Sunday, April 14, 2013

Saving my own skin


I came back from Puerto Rico sunburned beyond recognition. It was that serious. I am still questioning the quality of the sunscreen lotion I used, but I know I am guilty of not using an umbrella while walking in Old San Juan, and wearing a dress that left my shoulders and back bare. Debbie warned me against both, holding on to her umbrella in the process and fixing her long sleeved dress. I did not take her seriously. This was last Monday.

By Tuesday morning, I woke up with at least two of the many symptoms of an inflammatory response, rubor (redness) and dolor (pain). My skin felt hot, and I was in acute pain. My clothes hurt me, and so did the strap of my bag as well as the sealbelt of the car. Back home, I applied everything I could find- lacto calamine lotion, aloe vera gel, cucumber slices. I took a day off work in fear of aggravating it further, can’t really show up for work dressed like Tarzan and Jane. I had never suffered from anything like this before.

The pain somewhat subsided eventually. While backpacking Europe a few summers ago, I had developed a deep, dark tan that has lightened up in a few weeks. I thought this is what would happen. But this morning, something strange happened. The dry skin on my shoulders started to peel off, slowly, but surely, revealing new, light, fresh, pinkish skin beneath. Now I am aware of the workings of the body, the biological mechanisms by which new skin replaces dead old skin, but given the way a huge area had burned off, this seemed like a miracle to me. The new skin looks like grafted skin. So I took some time and let myself be amazed at the fact that the body exactly knows where to repair, how to repair, and does it even on a weekend.

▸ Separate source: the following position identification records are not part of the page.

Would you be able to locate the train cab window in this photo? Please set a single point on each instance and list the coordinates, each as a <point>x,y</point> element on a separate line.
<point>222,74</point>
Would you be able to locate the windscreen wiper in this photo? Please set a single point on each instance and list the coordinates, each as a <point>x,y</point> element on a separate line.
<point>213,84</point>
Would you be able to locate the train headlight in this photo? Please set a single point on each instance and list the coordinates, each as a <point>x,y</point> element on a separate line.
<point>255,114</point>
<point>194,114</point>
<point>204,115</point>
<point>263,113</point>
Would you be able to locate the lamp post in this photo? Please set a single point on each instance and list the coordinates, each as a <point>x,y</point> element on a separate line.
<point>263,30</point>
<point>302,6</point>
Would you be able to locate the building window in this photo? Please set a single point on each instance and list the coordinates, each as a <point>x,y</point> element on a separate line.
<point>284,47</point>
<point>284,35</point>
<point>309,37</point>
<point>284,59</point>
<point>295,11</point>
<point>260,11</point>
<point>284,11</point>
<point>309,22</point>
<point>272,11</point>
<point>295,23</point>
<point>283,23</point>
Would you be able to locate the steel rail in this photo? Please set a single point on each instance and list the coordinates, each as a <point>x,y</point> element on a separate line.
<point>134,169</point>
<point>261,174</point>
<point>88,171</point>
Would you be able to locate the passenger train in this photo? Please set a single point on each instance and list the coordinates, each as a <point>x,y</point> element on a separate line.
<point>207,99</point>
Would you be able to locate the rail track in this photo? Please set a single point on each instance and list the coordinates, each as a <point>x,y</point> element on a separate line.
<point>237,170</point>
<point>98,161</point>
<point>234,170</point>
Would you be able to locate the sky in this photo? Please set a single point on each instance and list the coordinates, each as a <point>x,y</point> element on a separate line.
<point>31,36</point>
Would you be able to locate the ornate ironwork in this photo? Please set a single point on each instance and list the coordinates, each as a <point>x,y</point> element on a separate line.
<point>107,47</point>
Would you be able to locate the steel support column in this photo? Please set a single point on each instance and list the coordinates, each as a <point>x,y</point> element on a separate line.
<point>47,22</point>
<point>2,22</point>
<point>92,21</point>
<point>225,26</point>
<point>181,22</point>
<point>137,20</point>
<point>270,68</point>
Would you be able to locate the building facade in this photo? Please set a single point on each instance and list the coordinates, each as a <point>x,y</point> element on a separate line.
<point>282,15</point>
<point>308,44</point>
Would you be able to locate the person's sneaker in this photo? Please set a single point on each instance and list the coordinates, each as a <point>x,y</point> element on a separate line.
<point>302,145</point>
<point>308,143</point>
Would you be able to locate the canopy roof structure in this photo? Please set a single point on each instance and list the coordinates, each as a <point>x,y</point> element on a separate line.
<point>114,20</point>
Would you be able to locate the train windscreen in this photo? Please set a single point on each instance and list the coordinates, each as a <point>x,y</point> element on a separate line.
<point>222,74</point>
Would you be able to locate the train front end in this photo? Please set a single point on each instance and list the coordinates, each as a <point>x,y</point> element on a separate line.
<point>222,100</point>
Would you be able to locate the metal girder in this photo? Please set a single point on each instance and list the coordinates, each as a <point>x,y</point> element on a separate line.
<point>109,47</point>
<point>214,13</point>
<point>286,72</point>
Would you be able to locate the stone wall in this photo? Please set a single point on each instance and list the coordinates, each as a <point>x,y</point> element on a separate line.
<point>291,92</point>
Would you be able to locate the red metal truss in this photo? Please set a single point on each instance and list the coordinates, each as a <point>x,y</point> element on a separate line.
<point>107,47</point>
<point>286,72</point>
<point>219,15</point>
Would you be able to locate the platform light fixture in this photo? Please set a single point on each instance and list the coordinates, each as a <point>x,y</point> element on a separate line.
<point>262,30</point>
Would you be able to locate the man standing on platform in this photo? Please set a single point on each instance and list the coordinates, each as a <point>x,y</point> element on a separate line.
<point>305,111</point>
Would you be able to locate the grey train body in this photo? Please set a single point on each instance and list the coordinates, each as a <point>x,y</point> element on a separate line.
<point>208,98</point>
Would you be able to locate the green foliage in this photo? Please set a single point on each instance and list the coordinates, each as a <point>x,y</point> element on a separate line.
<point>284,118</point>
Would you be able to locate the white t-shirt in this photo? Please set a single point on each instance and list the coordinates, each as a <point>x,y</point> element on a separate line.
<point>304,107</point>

Bodily healing is not any different from the way emotional healing occurs. There is no escaping the pain, but once we live through the pain and embrace it, healing is bound to happen, peeling off layers of conditioning, ideologies about right and wrong, and teaching us to look at things in new ways without judgment. Perhaps this is how we evolve and become more mature with time.

As I thought of all this, I looked outside the window. Spring is here, and the tree right outside my room is sprouting new, baby green leaves. It is getting warmer, I hear the chirping of birds all the more, the daffodils and the tulips outside are in bloom, and it seems like the world is done hibernating and is ready to spring back to life again. I am definitely excited about summer.